Its clear from reviewing the above that DOT and CSPR are very different projects. The reason for this lays within the motivation for the creation of each project. Whereas CSPR is designed to be an ultra secure layer 1 blockchain that can facilitate both public and private side implementation, DOT was created to facilitate the interplay between future blockchains (Parachains). Its therefore not simple to draw comparisons between the two. DOT requires adoption by the building of Parachains, whereas with CSPR, adoption is achieved via the more tradition dapp development. Its is clear however that in terms of a more traditional layer 1 blockchain, CSPR ranks very highly due to its superior security and also private chain offering. With regard to DOT, its unclear if the need for a internet of blockchains is addressed by the project. Limiting the number of Parachains to 100 and with the addition scaling issues and sheer number of validators required to grow this further, seems to inhibit any future growth. Therefore with inhibited future growth, the projects lacks the endless growth opportunities as seen in the internet, which it aims to replicate. Additionally, in attempting to solve for this, it seems that the projects has introduced many issues, which would not be case if they opted for a more tradition approach but instead focused on building an ease of bridging.

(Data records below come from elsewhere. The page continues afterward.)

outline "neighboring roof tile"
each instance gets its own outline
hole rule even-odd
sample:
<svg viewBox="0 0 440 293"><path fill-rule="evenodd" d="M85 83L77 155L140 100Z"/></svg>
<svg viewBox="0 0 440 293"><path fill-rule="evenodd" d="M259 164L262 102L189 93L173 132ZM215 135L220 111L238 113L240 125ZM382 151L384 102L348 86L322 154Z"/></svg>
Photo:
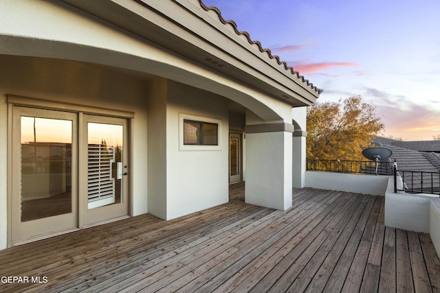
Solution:
<svg viewBox="0 0 440 293"><path fill-rule="evenodd" d="M391 161L396 160L399 170L426 172L438 172L440 170L425 156L426 154L393 145L384 145L384 148L391 150L393 154L390 159Z"/></svg>
<svg viewBox="0 0 440 293"><path fill-rule="evenodd" d="M237 25L236 23L235 23L235 22L234 21L226 21L225 20L225 19L223 18L223 16L221 16L221 12L220 12L220 10L219 8L217 8L215 6L206 6L205 5L205 3L203 2L203 0L199 0L199 2L200 3L200 5L201 6L201 8L205 10L206 11L214 11L217 13L217 16L219 16L219 20L221 22L221 23L223 23L223 25L230 25L232 27L232 28L234 29L234 31L235 32L235 33L238 35L238 36L244 36L246 37L246 38L248 39L248 42L249 42L249 43L250 45L256 45L258 47L258 49L260 50L260 51L261 53L266 53L267 54L267 56L270 58L270 59L275 59L276 60L276 62L278 62L278 64L279 65L283 65L284 66L284 69L287 71L289 71L292 75L296 75L296 76L298 77L298 78L301 79L301 80L302 80L302 82L305 83L307 84L307 86L310 86L313 90L314 90L316 92L317 92L318 93L321 93L323 90L321 89L318 89L316 86L314 86L314 84L312 84L311 82L309 82L309 80L306 80L305 78L302 75L300 75L299 72L298 71L295 71L294 70L294 68L292 67L288 66L287 63L286 63L285 61L281 61L280 60L280 57L276 56L276 55L272 55L272 51L270 51L270 49L265 49L263 47L263 46L261 45L261 43L258 41L258 40L252 40L252 39L250 38L250 35L249 34L249 33L248 32L240 32L238 29L237 29Z"/></svg>

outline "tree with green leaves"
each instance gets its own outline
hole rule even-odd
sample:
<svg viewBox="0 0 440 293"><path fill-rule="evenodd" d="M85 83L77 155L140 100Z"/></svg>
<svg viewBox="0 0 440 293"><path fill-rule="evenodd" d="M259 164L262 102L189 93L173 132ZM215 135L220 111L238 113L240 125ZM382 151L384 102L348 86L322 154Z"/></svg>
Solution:
<svg viewBox="0 0 440 293"><path fill-rule="evenodd" d="M307 158L364 161L362 151L384 129L375 108L360 95L307 109Z"/></svg>

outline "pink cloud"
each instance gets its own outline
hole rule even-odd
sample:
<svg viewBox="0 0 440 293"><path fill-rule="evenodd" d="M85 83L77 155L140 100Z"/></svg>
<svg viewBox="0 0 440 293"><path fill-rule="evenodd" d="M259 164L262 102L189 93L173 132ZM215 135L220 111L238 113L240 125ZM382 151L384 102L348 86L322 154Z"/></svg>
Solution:
<svg viewBox="0 0 440 293"><path fill-rule="evenodd" d="M299 65L294 67L294 69L296 71L299 71L300 73L314 73L318 71L328 69L333 67L355 67L359 66L359 64L351 62L321 62L321 63L313 63L313 64L305 64Z"/></svg>
<svg viewBox="0 0 440 293"><path fill-rule="evenodd" d="M272 49L274 52L285 52L288 51L296 51L300 49L307 48L309 47L313 47L318 45L318 43L314 43L312 44L307 45L292 45L289 46L278 47L277 48Z"/></svg>

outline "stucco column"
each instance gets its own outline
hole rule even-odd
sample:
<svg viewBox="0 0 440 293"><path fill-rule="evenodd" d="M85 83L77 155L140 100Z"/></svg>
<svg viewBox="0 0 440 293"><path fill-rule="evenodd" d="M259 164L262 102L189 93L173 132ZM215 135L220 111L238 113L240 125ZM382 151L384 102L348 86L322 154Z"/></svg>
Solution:
<svg viewBox="0 0 440 293"><path fill-rule="evenodd" d="M247 203L280 210L292 207L292 124L247 126Z"/></svg>
<svg viewBox="0 0 440 293"><path fill-rule="evenodd" d="M292 148L292 186L302 188L305 186L307 132L295 130Z"/></svg>

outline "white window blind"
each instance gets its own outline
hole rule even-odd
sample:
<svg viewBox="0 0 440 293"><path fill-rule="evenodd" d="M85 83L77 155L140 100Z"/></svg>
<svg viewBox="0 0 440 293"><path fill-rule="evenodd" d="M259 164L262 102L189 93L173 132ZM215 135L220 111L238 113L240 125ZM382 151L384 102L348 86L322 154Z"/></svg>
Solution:
<svg viewBox="0 0 440 293"><path fill-rule="evenodd" d="M113 203L115 178L112 164L115 163L114 135L89 127L88 200L89 209Z"/></svg>

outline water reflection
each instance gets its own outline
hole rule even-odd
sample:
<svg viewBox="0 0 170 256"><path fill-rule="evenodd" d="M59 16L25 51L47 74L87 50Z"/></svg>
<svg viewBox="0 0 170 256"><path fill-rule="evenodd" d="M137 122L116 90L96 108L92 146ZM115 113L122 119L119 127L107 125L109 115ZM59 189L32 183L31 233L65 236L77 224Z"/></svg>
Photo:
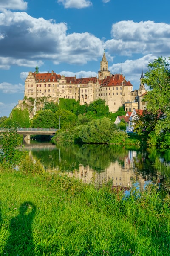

With the increased capabilities of bridging between blockchains, surely the focus should be on developing secure layer 1 chains (potentially with varying characteristics) and then applying bridges between these independent chains. This would then create the building blocks for a future decentralized web without the need for a single controlling blockchain, such as DOT. CSPR provides security through an implementation of CBC and Highway protocols, with the promise of innovative sharding, both a public and private (enterprise) blockchain offering and finally a promise of a gas futures market to ensure that enterprises have a guarantee of future costs. We feel, these are the reason why CSPR will be a dominant layer 1 chain within a future internet of chains, connected via bridging (as opposed to a Parachain implementations).

I would like to conclude with stating that both CSPR and DOT can coexist in the future, with CSPR connected to the relay chain via a bridge.

Disclaimer: This article is for the purposes of research and does not constitute financial advice or a recommendation to buy.